Metal‐Metal Bonding in Paramagnetic Chromium(III) Complexes – An MO‐Theoretical Case Study

Abstract

AbstractThe electronic structures of the edge‐sharing bioctahedral chromium(III) dimers {C5H5Cr(CH3)(μ1‐Cl)}2 (2) and {Me5C5Cr(CH3)(μ1‐CH3)}2 (4* (Cp* derivative), 4 (Cp derivative)), the trinuclear complex {C5H5Cr(μ1‐Cl)}3(μ1‐CH) (3), and the face‐sharing bioctahedral chromium(III) compounds {Me5C5Cr}2(μ1‐CH2) (6*, 6) [{Me5C5Cr}2(μ1‐CH3)3]+ (7*, 7) have been studied MO‐theoretically by the extended Hückel method. Proceeding from 2 over 3 to 4*, or from 6* to 7* a 3‐center/4‐electron chloride or methylene bridge is replaced by a 3‐center/2‐electron methyl group (a methylidyne cap in the trimer). The 3c/2e bridges give rise to an increased metal – metal overlap population due to Cr – Cr bonding within the core levels. In the series of 2 – 3 – 4* this is accompanied by a decrease in the Cr – Cr distance (329 – 284 – 260 pm) and effective magnetic moment, μeff (2.53 – 2.05 – 1.53 μB per Cr at room temp.). The latter can be ascribed to an increased splitting within the chromium d‐block because of the shorter metal‐metal separation. The bioctahedra 6* and 7* feature even shorter Cr – Cr contacts than 4* (239 and 242 pm), primarily because of their face‐sharing geometry. However, their effective magnetic moments (per Cr) are 2.33 and 1.32 μB at room temp.
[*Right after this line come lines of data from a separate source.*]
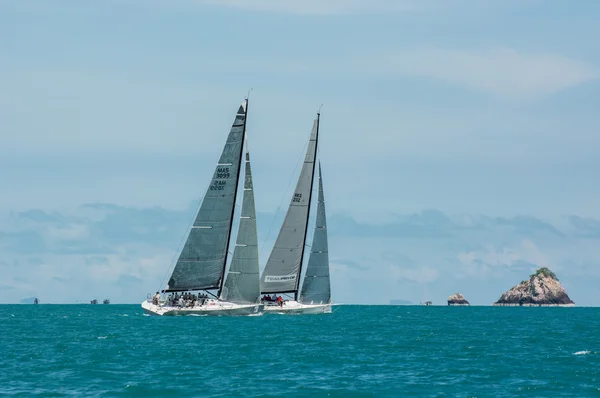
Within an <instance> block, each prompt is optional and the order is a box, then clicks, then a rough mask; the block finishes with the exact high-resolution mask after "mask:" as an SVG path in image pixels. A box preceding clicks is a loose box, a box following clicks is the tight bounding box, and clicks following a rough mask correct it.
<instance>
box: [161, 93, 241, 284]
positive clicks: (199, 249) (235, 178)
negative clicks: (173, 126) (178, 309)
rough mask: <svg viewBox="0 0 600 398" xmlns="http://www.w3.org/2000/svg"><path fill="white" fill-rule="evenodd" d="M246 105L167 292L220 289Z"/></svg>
mask: <svg viewBox="0 0 600 398" xmlns="http://www.w3.org/2000/svg"><path fill="white" fill-rule="evenodd" d="M247 105H248V101H247V100H246V101H245V102H244V103H243V104H242V105H241V106H240V107H239V110H238V111H237V114H236V116H235V120H234V122H233V125H232V126H231V130H230V131H229V136H228V137H227V142H226V143H225V147H224V148H223V152H222V153H221V157H220V159H219V162H218V163H217V166H216V167H215V172H214V174H213V177H212V181H211V183H210V186H209V188H208V190H207V192H206V195H205V196H204V199H203V201H202V204H201V205H200V209H199V211H198V213H197V215H196V219H195V221H194V223H193V225H192V228H191V230H190V232H189V234H188V236H187V240H186V242H185V245H184V246H183V249H182V251H181V253H180V255H179V259H178V260H177V263H176V264H175V268H174V269H173V272H172V274H171V277H170V278H169V282H168V284H167V288H166V289H165V291H166V292H177V291H188V290H208V289H220V288H221V285H222V283H223V277H224V271H225V265H226V262H227V253H228V246H229V240H230V235H231V226H232V222H233V212H234V209H235V200H236V194H237V186H238V182H239V175H240V165H241V159H242V154H243V142H244V135H245V131H246V112H247Z"/></svg>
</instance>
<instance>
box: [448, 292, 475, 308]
mask: <svg viewBox="0 0 600 398" xmlns="http://www.w3.org/2000/svg"><path fill="white" fill-rule="evenodd" d="M448 305H471V304H470V303H469V302H468V301H467V299H465V296H463V295H462V294H460V293H454V294H453V295H452V296H450V297H448Z"/></svg>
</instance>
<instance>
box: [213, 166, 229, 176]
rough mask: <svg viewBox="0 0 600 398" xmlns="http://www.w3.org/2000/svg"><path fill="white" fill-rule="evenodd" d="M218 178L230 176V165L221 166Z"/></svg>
mask: <svg viewBox="0 0 600 398" xmlns="http://www.w3.org/2000/svg"><path fill="white" fill-rule="evenodd" d="M216 178H229V167H219V168H218V169H217V176H216Z"/></svg>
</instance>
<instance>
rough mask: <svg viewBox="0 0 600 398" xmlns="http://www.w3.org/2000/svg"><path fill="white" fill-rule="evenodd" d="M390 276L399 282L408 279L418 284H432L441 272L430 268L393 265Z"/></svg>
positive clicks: (390, 273) (428, 267)
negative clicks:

The high magnetic moment for 6* can be understood from the orbital interactions in the frontier orbital metal d block: A face‐sharing bioctahedron shows one σ, two δ, and no π type overlap, while an edge‐sharing bioctahedron (4) has σ, π, and δ interaction between the metals. In the former this destabilizes only σ* sufficiently to prevent occupation by electrons (leaving five orbitals for six electrons, possible spin multiplicities S0, 1, 2) while for the latter both σ* and π* are destabilized beyond electron occupation (leaving four MOs for six electrons, possible spin multiplicities S0, 1). 4*, 6* and 7* are unusual examples of metal – metal bonded complexes containing octahedral CrIII ions.